A structural analysis was carried out and the building was strengthened for future use. The primary building materials were brick and timber. The conservation effort’s initial focus was to re-build the damaged portions with two clear strategies. First the circulation patterns of the house were re-worked and through slight modifications to the openings and the addition of an extra street side staircase and entry they were able to divide the house into tenantable office spaces. The natural lighting and ventilation systems along with a traditional courtyard were preserved and the resulting office spaces benefitted a great deal from them. Secondly an extensive layer of services were added to the building. The Plumbing, Electrical and Fire safety systems were updated to modern standards to enable the smooth functioning of the building.

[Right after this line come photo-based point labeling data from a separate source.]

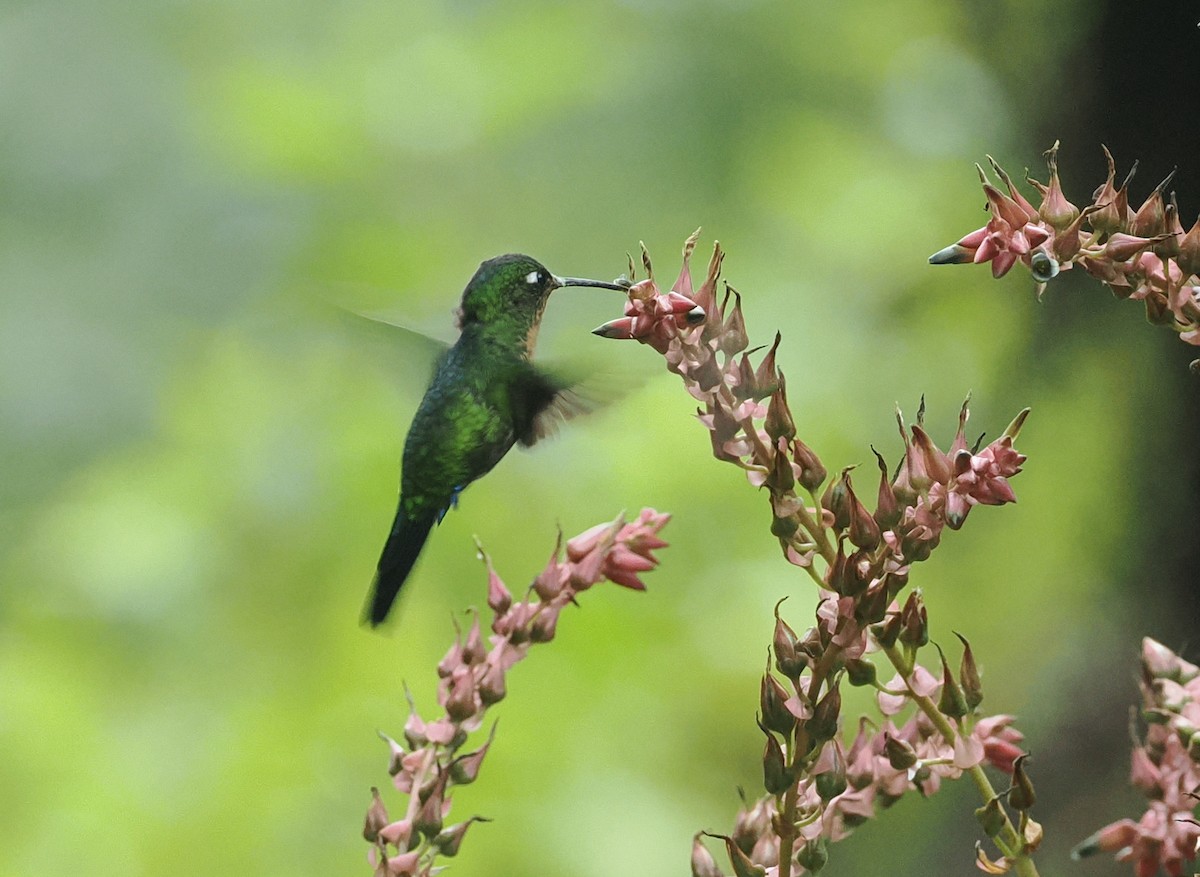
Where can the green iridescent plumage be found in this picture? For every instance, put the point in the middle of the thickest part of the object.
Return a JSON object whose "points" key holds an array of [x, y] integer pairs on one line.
{"points": [[486, 395]]}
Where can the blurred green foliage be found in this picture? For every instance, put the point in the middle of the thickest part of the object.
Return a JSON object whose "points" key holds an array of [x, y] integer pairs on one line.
{"points": [[198, 473]]}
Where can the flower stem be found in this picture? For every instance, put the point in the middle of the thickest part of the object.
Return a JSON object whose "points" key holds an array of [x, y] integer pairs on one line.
{"points": [[1008, 839]]}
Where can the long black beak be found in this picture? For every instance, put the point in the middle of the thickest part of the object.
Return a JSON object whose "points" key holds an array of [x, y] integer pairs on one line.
{"points": [[586, 282]]}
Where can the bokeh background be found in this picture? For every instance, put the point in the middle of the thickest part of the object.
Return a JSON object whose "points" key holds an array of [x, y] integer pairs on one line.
{"points": [[197, 468]]}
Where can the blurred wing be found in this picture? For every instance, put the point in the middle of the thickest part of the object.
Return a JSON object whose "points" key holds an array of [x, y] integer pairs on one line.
{"points": [[559, 392], [393, 343]]}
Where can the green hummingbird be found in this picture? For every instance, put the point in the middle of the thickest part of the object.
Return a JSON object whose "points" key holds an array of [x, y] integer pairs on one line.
{"points": [[485, 396]]}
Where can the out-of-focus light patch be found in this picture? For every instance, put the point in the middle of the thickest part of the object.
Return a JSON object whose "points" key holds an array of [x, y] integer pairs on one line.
{"points": [[427, 97], [627, 816], [129, 554], [937, 100], [59, 372]]}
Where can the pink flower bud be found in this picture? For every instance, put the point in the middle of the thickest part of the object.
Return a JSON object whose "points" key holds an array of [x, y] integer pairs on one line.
{"points": [[376, 818], [702, 862]]}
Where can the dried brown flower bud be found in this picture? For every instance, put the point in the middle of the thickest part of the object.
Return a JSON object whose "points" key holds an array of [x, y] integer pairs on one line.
{"points": [[376, 818], [772, 697], [826, 715], [779, 422], [702, 862], [777, 778], [1021, 794], [969, 676], [951, 702], [449, 839], [900, 754]]}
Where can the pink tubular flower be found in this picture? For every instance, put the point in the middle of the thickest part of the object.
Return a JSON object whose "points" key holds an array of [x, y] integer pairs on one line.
{"points": [[472, 678], [1165, 769], [1141, 254]]}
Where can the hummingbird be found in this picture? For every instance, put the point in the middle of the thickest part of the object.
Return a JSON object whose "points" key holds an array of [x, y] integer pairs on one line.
{"points": [[486, 395]]}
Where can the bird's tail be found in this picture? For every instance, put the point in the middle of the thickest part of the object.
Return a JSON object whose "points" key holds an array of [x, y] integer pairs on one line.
{"points": [[405, 544]]}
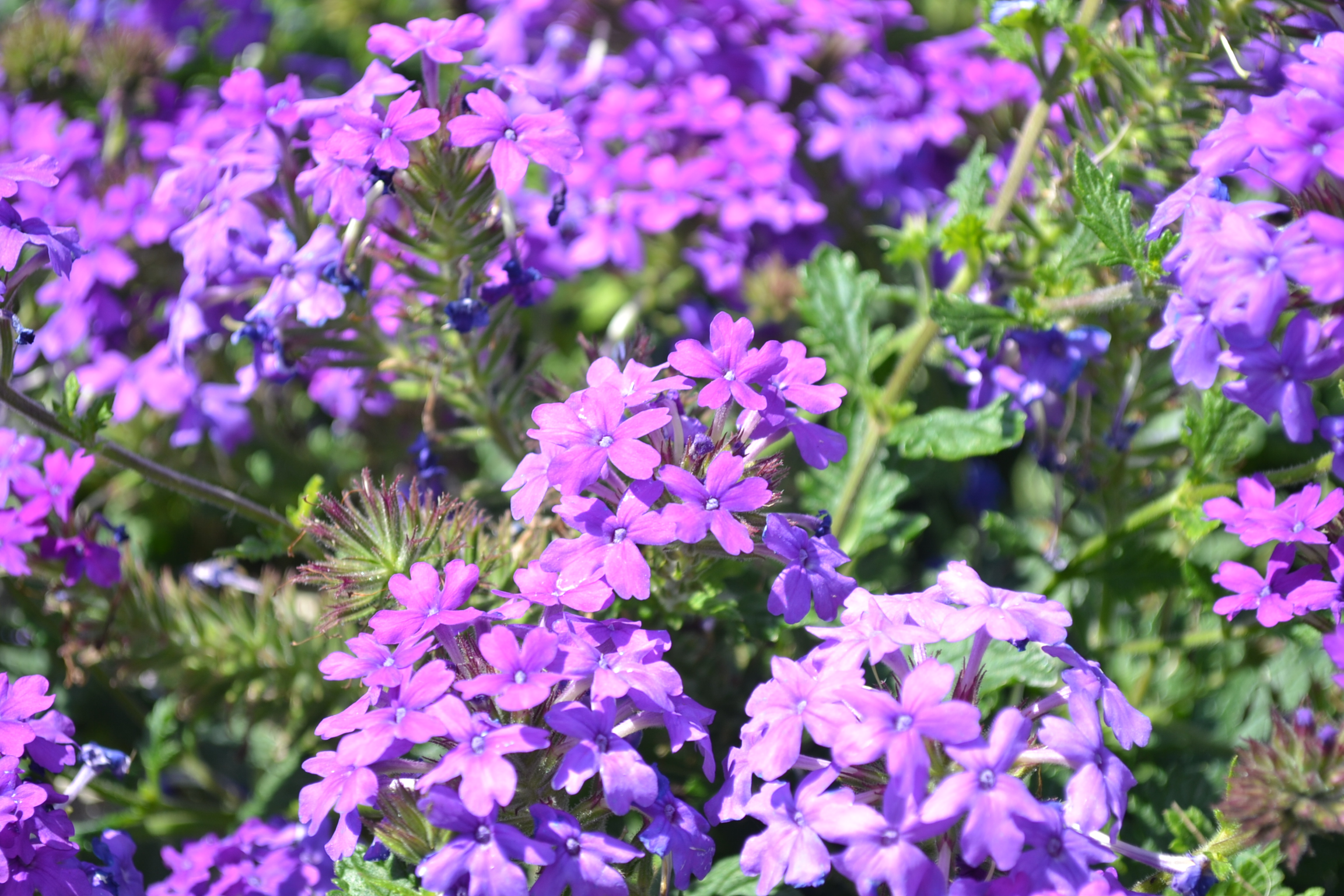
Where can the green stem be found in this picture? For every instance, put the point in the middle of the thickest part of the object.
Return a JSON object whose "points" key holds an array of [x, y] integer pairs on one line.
{"points": [[156, 473]]}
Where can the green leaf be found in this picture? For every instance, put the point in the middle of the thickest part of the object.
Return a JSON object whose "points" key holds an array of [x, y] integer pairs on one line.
{"points": [[970, 321], [838, 309], [954, 434], [1104, 209], [726, 879], [389, 877]]}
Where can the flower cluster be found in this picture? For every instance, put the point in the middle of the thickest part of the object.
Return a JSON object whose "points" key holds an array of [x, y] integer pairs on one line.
{"points": [[37, 837], [655, 472], [921, 751], [260, 859], [41, 512], [492, 727]]}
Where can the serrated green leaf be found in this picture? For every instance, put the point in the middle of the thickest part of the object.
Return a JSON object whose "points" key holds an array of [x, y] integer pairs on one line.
{"points": [[1104, 209], [726, 879], [389, 877], [838, 312], [970, 321], [954, 434]]}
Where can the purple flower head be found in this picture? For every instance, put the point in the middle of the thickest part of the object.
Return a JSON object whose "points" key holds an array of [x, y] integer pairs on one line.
{"points": [[1279, 596], [522, 680], [810, 575], [543, 138], [1277, 379], [542, 586], [488, 778], [344, 788], [897, 729], [1062, 856], [790, 849], [428, 605], [611, 542], [601, 751], [299, 281], [373, 664], [1129, 726], [679, 835], [385, 140], [409, 716], [987, 793], [1006, 615], [1101, 782], [797, 696], [16, 233], [709, 507], [582, 859], [885, 848], [592, 430], [484, 849], [440, 39], [638, 383], [41, 170], [730, 363]]}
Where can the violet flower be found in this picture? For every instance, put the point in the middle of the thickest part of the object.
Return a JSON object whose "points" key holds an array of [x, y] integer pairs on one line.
{"points": [[582, 859], [810, 577], [1277, 379], [1100, 786], [790, 849], [543, 138], [522, 680], [488, 778], [709, 507], [729, 363], [897, 727], [600, 751], [428, 605], [484, 852], [987, 793]]}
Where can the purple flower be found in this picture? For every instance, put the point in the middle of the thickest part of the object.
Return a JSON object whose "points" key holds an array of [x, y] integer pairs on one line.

This building is being re-used in its existing condition, reducing the construction waste burden on the environment which would have been generated if it was demolished. The building as a whole has been re-cycled to suit modern needs. Additionally this traditional architecture has been built to be integrated with nature and uses the least energy during its life-cycle. This feature has been preserved and high-lighted in the design. The entire construction process was carried out through the use of traditional crafts-men who have multi-generational knowledge on the craft of traditional construction practices. This provides a livelihood for them and creates a social impact on these communities.

Standing majestically, the building serves as a marker in the history of the city. It serves to remind society of its past and there-by inspires the future to be more green and sustainable.